The Vertica HCatalog Connector lets you transparently access data that is available through HiveServer2. You use the connector to define a schema in Vertica that corresponds to a Hive database or schema. When you query data within this schema, the HCatalog Connector transparently extracts and formats the data from Hadoop into tabular data. Vertica supports authorization services and Hive LLAP.
Note
You can use the WebHCat service instead of HiveServer2, but performance is usually better with HiveServer2. Support for WebHCat is deprecated. To use WebHCat, set the HCatalogConnectorUseHiveServer2 configuration parameter to 0. See Hadoop parameters.
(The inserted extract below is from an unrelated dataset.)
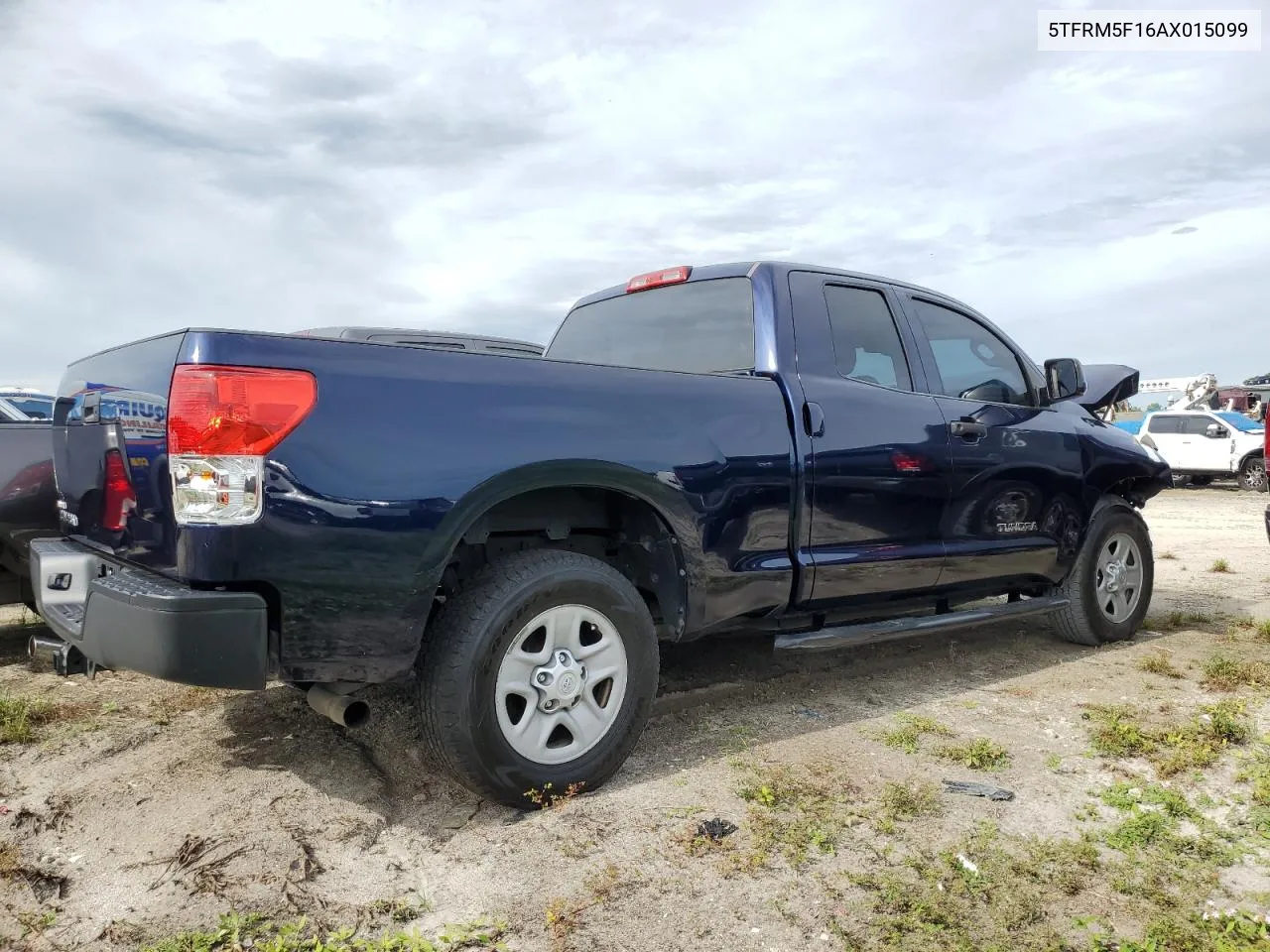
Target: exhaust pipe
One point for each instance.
(343, 710)
(45, 648)
(66, 658)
WebHCat does not support authorization services.HCatalog connection features
The HCatalog Connector lets you query data stored in Hive using the Vertica native SQL syntax. Some of its main features are:
-
The HCatalog Connector always reflects the current state of data stored in Hive.
-
The HCatalog Connector uses the parallel nature of both Vertica and Hadoop to process Hive data. The result is that querying data through the HCatalog Connector is often faster than querying the data directly through Hive.
-
Because Vertica performs the extraction and parsing of data, the HCatalog Connector does not significantly increase the load on your Hadoop cluster.
-
The data you query through the HCatalog Connector can be used as if it were native Vertica data. For example, you can execute a query that joins data from a table in an HCatalog schema with a native table.
HCatalog Connector considerations
There are a few things to keep in mind when using the HCatalog Connector:
-
Hive's data is stored in flat files in a distributed file system, requiring it to be read and deserialized each time it is queried. This deserialization causes Hive performance to be much slower than that of Vertica. The HCatalog Connector has to perform the same process as Hive to read the data. Therefore, querying data stored in Hive using the HCatalog Connector is much slower than querying a native Vertica table. If you need to perform extensive analysis on data stored in Hive, you should consider loading it into Vertica. Vertica optimization often makes querying data through the HCatalog Connector faster than directly querying it through Hive.
-
If Hive uses Kerberos security, the HCatalog Connector uses the querying user's credentials in queries by default. If Hive uses Sentry or Ranger to enforce security, then you must either disable this behavior in Vertica by setting EnableHCatImpersonation to 0 or grant users access to the underlying data in HDFS. (Sentry supports ACL synchronization to automatically grant access.) Alternatively, you can specify delegation tokens for data and metadata access. See Configuring security.
-
Hive supports complex data types such as lists, maps, and structs that Vertica does not support. Columns containing these data types are converted to a JSON representation of the data type and stored as a VARCHAR. See Data type conversions from Hive to Vertica.